Im selben Dilemma wie die "Kurier"-Chefin

Im Fall Böhmermann liegen die Dinge ein bisschen anders. Die oft grenzwertigen Auslassungen des Deutschen haben auch schon den "Kurier" in Verlegenheit gebracht, bei dessen Romy-Bewerb Böhmermann einen Preis eingeheimst hat. Die Dankesrede per Video war so heftig, dass sich "Kurier"-Chefredakteurin Martina Salomon in der Folge nicht nur distanziert hat, sondern Böhmermann auch schlechtes Benehmen attestiert und die Qualität als Satiriker abgesprochen hat: "Sollte das Satire sein, so war es eine grottenschlechte", so Salomons Reaktion damals.

Erinnerung an Hellers Laudatio für Peymann

Der ORF hatte rechtlich keine Wahl, er musste sich distanzieren. Das geht aus einem höchstgerichtlichen Spruch aus 2006 hervor. Der Verwaltungsgerichtshof hat damals – es ging um eine Gala, bei der Claus Peymann geehrt worden ist und André Heller eine provokante Laudatio gehalten hat – betont, dass es eine Distanzierung noch in der selben Sendung geben müsse. Im konkreten Fall aber nicht von Hellers Laudatio - die für sich stehe und vom ORF nicht beeinflusst werden könne -, sondern von Aussagen der Moderatorin der Gala, die ebenfalls auf die damalige Regierung Schüssel hingehaut hatte.

Kein Druck, versichert der Fernseh-Kulturchef

Der Chef der Kultur-Hauptabteilung im ORF-Fernsehen ist Martin Traxl, er sagt im #doublecheck-Interview glaubhaft, es habe keinerlei Druck von innen oder außen gegeben. Die Redaktion des Kulturmontag und er seien da im kleinen Kreis abgestimmt vorgegangen. "Wir haben das Interview bearbeitet und in eine sendbare Form gebracht, haben dann aber doch noch die Rechtsabteilung gefragt. Wir sind eigentlich davon ausgegangen, dass es eine Distanzierung braucht. Das wurde uns dann auch bestätigt." Traxl räumt aber ein, dass man die trockene Distanzierung besser erläutern hätte sollen, im Nachhinein sei man immer klüger. Er habe das unterschätzt.

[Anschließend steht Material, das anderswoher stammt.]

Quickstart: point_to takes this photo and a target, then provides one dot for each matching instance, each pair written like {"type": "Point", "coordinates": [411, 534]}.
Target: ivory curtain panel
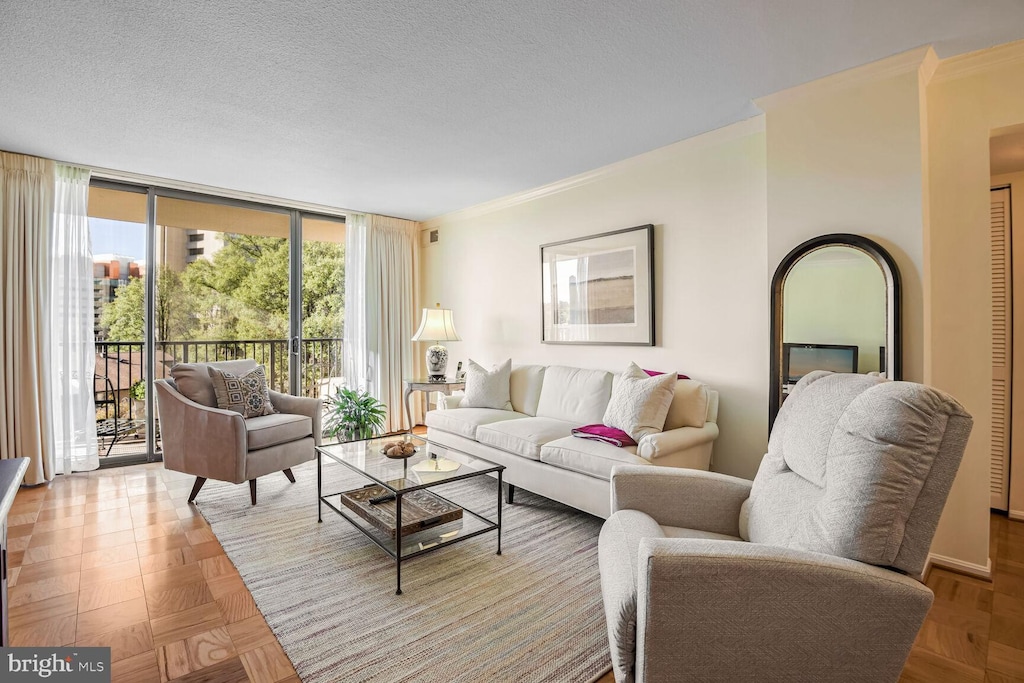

Nachhaken wäre Pflicht des Interviewers

Für den Medienberater Peter Plaikner ist das aber gar nicht der Punkt. Wäre das Interview anders geführt worden, dann hätte sich die Moderatorin auch nicht distanzieren müssen. Ein Interview mit einem Künstler, das komplett in ein Interview zur Regierungspolitik abgleitet, das müsse auch Kriterien eines politischen Interviews entsprechen, sagt Plaikner. "Das Interview darf bei solchen Aussagen nicht ohne Nachhaken geführt werden, ob das satirisch ist oder nicht."

Es sei der Job des Interviewers, provokante Aussagen wie jene von Böhmermann zu hinterfragen, betont Peter Plaikner. Das sei aber nicht geschehen. So habe der Provokateur eine Plattform für seine Aussagen bekommen. Bei einem Auftritt zum Beispiel in der ZIB2 wäre Böhmermann das nicht gelungen, meint Plaikner. Aber: kann man das von einem Kulturjournalisten erwarten? "Ich erwarte mir auch von einem Kulturjournalisten, dass er sich nicht aufs politische Glatteis führen lässt."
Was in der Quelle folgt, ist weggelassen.